是小伊默！ :jcdragon-pet2:  :jcdragon-mos:  :jcdragon-crazy: 
耶耶更新了～！（請不要理會以上的表情符號
好我看完了！真的改好多！我以為犬良要打狼王的說……不過這樣也沒關係，還是很好看～
對了我覺得有些地方的獸稱有混淆，你自己確認一下喔(就是盒子、籃子、你、我之類的)

嗚哇大家都好認真更小說OAO
我也要加油！

然後我看到盒子咬籃子的地方的時後，我腦中立刻浮現一個畫面
WT我是在想什麼

----------


## 伊默兒/野魂

to 上弦月
我無言了 :jcdragon-idle: 
原來狐狸盒子長這樣啊
我也是要加油的獸呢
一起切磋真的有那種few~

這次真的有點拖稿了ww
看到大家都有不錯的成績
又可以和各位交流
野仔就好開心又好傷心(?)
最近倒是
畫不好來，寫不出來，談不起來
覺得好沮喪 :jcdragon-lines: 
野仔正處於黑歷史期
不過呢...
耶耶耶耶耶!!!!(180度大轉變)
第十章了!破十了!好高興喔! :jcdragon-music: 
原本一章就要把去南部結束掉的說
不過決定改成分兩章型式了啦~
耶耶耶耶耶!!!! :jcdragon-crazy: 

---------------
　　「什麼？
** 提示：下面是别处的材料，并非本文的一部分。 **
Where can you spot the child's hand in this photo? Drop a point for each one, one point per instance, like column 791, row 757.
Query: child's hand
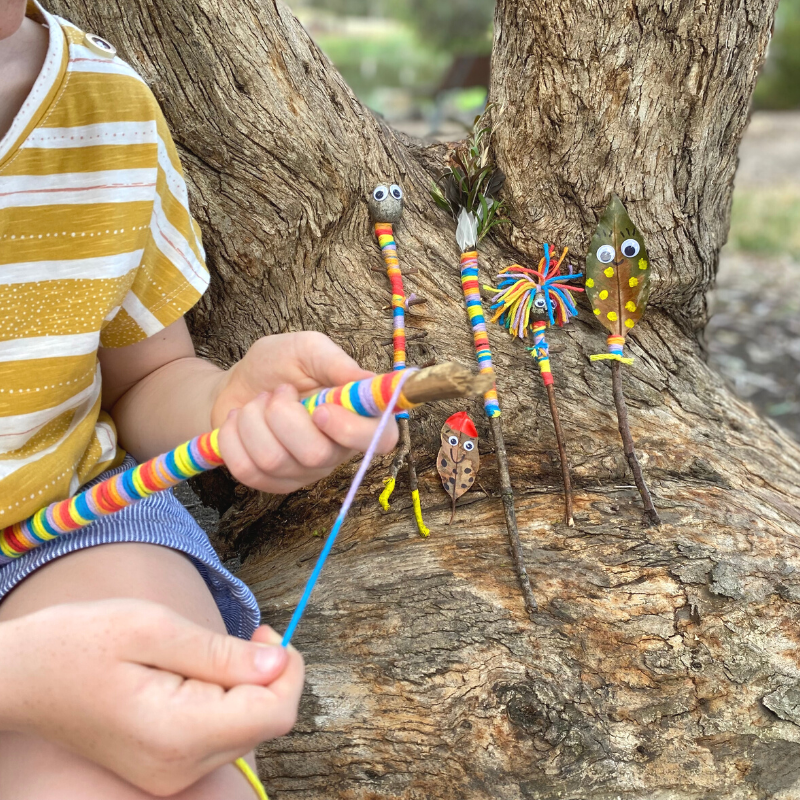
column 144, row 692
column 267, row 438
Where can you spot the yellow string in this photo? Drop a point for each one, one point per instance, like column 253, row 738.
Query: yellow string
column 423, row 529
column 252, row 778
column 386, row 493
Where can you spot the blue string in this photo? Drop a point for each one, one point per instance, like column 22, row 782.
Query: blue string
column 348, row 501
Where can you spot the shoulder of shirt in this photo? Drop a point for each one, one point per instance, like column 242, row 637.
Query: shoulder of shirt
column 82, row 59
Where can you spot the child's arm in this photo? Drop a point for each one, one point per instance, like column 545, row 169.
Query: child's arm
column 160, row 394
column 141, row 690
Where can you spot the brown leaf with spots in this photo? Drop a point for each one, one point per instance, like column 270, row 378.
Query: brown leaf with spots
column 458, row 460
column 617, row 271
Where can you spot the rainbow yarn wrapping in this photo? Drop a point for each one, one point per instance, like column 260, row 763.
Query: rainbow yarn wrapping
column 367, row 398
column 385, row 234
column 615, row 351
column 472, row 298
column 114, row 494
column 541, row 351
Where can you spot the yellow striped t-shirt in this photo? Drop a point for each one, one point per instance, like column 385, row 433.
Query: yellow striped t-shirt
column 97, row 248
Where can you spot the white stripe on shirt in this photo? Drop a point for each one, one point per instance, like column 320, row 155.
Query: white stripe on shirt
column 100, row 133
column 17, row 430
column 12, row 465
column 98, row 268
column 76, row 344
column 169, row 240
column 141, row 315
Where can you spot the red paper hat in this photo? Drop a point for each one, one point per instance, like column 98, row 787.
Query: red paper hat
column 461, row 422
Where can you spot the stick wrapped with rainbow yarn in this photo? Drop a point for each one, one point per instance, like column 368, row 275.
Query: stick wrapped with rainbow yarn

」犬良不可置信地大吼。

　　我和他待在位於較深處的狐狸洞先整理東西，還要歇宿一晚。

　　而我又把整件事情一五一十的說出來。

　　我盯著他惱怒地來回踱步，不時抬頭「唉唉啊啊」的怪叫。

　　最後朝我哀怨：「你為什麼不早點告訴我？這樣我也可以學寫人的文字，還可以聽懂狐狸語！」

　　原來是氣這個……

　　「對了，」他把頭轉過來，「妳說妳退出了狼群，那我跟上來不就表示……」

　　「妳等我一會！」他迅速衝出洞外，留下一臉困惑的我。

　　我只好獨自把雜七雜八的玩意分裝在幾個盒子給我的麻布袋中。

　　時間一分一秒的過去，白天也逐漸降下夜幕，犬良卻還沒回來。

　　說不定他不來了。我有些失望地想。但隨即又提醒自己，我的本意不是找狼來一起旅行。

　　當我在胡思亂想的時候，聽到遠處有陣抗拒的尖叫。

　　「你想幹嘛？」是母狼的聲音，而且十分耳熟。「這其實是綁架吧？少跟我來一套是旅遊什麼的！」

　　「都說是一趟旅行了，妳那麼想當成被綁架者就隨妳吧！」犬良不耐煩地吼。

　　我好奇地望著犬良再度穿出通道，進入堆放雜物的狐狸洞，他押著一母灰狼，是黛蜜！

　　「沒事抓她做什麼？」我不解地問。

　　「好哇！連妳也認為我強行綁架她！」他氣惱地鼓起腮幫子。「我既然要跟妳去，總不可能獨自讓暗嚎他們認為我失蹤了，所以我找來黛蜜，讓毛掌也發現她憑空消失，如此產生矛盾……」

　　「然後讓他們再打一次架？你瘋啦？」我反駁道。

　　「才不！」犬良解釋：「他們一發現成員不見，勢必會再碰面一次，說不定就會發現事情不對勁，然後他們就會坐下來好好思考。」

　　「原來是這樣！」我裝模作樣地點頭，接著呸口罵道：「風險太大！」

　　「但我都把黛蜜綁架……不不不，是帶過來了，放她走不就是走漏風聲嗎？」

　　「噢，隨便！」我轉身過來，叼起另一個麻布袋就要裝黛蜜的行李。

　　其實我心裡真是哭笑不得呢！再加一個夥伴，不知是負擔還是助手？

　　在一旁觀望的她突然說：「所以我可以走了吧？」

　　「不，妳給我過來。」我喝道。「幫我把這邊清掃一下，我們還得先睡一覺。」

　　黛蜜難免犯嘀咕，但她還是照幫忙。

　　我準備了三個麻布袋，做為我們的主要背包；和另外兩個較小的袋子，負責裝必須快速拿出的小東西，像是藥品。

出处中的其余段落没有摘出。